Am I clearing things up or just making it muddier?
env
passed to the RunConfig adds those env variables to the job. Doc string is here
s
Got it (I think) - so I can see in the UI that my run_config variables are being set (the environment variables section is populated). This ONLY applies to the job (so I guess flow logic, but not actual tasks?) What I need to see is if we can pass those to the dask worker i.e. probably as part of the cluster_kwargs here.
Copy code
class prefect.executors.dask.DaskExecutor(address=None, cluster_class=None, cluster_kwargs=None, adapt_kwargs=None, client_kwargs=None, debug=None, performance_report_path=None)
and the env variables on the job can be used for things like
dask_gateway_url
,
case
or other branching logic, etc
k
So if you do:
Copy code
@task
def some_task():
   x = os.environ["x"]
   return x
with a DaskExecutor, then this may execute on a worker without the environment variable which can cause the error. So yes that’s what I would try.
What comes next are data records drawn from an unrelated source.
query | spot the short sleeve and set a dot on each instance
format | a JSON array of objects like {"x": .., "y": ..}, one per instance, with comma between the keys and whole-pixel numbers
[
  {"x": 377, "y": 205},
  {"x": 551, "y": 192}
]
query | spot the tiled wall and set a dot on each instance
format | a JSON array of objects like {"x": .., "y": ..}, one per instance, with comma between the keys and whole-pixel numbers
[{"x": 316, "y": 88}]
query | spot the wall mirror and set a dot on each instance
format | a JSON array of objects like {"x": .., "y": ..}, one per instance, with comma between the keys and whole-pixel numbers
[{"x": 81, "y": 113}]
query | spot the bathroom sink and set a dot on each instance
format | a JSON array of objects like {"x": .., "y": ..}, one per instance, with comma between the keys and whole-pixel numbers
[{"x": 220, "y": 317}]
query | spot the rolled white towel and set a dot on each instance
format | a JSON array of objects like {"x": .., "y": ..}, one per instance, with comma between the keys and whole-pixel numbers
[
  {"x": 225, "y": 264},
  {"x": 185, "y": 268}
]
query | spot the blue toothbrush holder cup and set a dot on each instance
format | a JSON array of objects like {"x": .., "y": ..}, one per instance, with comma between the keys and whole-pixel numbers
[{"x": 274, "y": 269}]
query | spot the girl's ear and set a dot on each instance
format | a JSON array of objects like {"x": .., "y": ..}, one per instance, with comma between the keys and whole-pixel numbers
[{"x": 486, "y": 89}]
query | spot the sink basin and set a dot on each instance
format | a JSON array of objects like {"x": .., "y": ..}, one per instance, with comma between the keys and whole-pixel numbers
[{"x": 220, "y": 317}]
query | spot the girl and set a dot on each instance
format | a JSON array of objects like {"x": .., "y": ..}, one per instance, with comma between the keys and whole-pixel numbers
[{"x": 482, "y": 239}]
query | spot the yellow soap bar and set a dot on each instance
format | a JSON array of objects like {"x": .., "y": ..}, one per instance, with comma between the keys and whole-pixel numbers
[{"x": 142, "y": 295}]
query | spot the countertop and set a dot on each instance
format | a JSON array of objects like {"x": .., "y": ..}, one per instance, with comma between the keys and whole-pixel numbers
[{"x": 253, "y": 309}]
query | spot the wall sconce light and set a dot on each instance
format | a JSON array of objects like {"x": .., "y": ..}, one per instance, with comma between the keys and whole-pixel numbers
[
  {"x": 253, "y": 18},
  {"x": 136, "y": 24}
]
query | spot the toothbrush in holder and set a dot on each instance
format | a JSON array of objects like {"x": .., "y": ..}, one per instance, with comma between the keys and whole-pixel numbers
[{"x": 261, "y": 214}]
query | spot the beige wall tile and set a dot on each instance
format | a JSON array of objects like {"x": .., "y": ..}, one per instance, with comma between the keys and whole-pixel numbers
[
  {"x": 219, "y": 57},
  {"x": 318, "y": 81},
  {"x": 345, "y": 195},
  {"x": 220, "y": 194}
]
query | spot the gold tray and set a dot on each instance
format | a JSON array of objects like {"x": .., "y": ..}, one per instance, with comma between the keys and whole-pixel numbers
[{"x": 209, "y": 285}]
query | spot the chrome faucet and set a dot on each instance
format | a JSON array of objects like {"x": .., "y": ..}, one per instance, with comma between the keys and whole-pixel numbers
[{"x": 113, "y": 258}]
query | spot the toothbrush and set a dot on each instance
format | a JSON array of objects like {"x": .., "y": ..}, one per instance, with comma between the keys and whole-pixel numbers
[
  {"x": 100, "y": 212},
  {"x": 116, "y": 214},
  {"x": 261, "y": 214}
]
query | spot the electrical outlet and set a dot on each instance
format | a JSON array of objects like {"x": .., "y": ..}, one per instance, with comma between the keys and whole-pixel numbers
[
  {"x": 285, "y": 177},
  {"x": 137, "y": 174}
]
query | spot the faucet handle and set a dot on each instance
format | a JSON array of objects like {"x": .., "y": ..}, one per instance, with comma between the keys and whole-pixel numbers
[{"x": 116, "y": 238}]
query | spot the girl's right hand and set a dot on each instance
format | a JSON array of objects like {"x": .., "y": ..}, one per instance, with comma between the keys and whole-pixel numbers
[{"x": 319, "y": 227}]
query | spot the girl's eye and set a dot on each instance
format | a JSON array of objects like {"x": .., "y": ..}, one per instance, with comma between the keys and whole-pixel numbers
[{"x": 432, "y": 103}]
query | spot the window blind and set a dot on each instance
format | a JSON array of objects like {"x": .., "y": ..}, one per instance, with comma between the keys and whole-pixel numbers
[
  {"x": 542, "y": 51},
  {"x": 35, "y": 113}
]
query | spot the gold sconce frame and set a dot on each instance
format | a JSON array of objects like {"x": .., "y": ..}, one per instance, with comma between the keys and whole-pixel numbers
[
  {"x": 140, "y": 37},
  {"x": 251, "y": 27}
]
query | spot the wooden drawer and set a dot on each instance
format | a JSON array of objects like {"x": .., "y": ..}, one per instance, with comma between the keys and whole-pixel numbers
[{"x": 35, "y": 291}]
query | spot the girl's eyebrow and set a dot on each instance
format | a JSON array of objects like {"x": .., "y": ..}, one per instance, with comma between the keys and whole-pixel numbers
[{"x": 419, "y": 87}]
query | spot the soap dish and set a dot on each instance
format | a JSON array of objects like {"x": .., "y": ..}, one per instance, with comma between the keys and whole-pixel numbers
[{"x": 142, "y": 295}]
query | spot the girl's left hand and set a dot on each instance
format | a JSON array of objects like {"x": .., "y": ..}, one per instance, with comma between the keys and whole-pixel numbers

I would use the
KubernetesRun
to get my env variable on the k8s job, and then pass it in the
DaskExecutor
Copy code
DaskExecutor(...,cluster_kwargs={"env":{"x":os.environ["x"]}})
If you want to use the env var for
dask_gateway_url
, I suggest using the callable like:
Copy code
from dask_gateway import GatewayCluster


def gen_cluster():
    env_var = os.environ["x"]
    return GatewayCluster(cluster_address=env_var, cluster_kwargs={"env":{"x": 2}})

@task
def my_task(x):
    pass

with Flow("example", executor=DaskExecutor(cluster_class=gen_cluster)) as flow:
    my_task(x)

flow.run()
s
Thanks!! Always appreciate the help I’ll test this stuff out.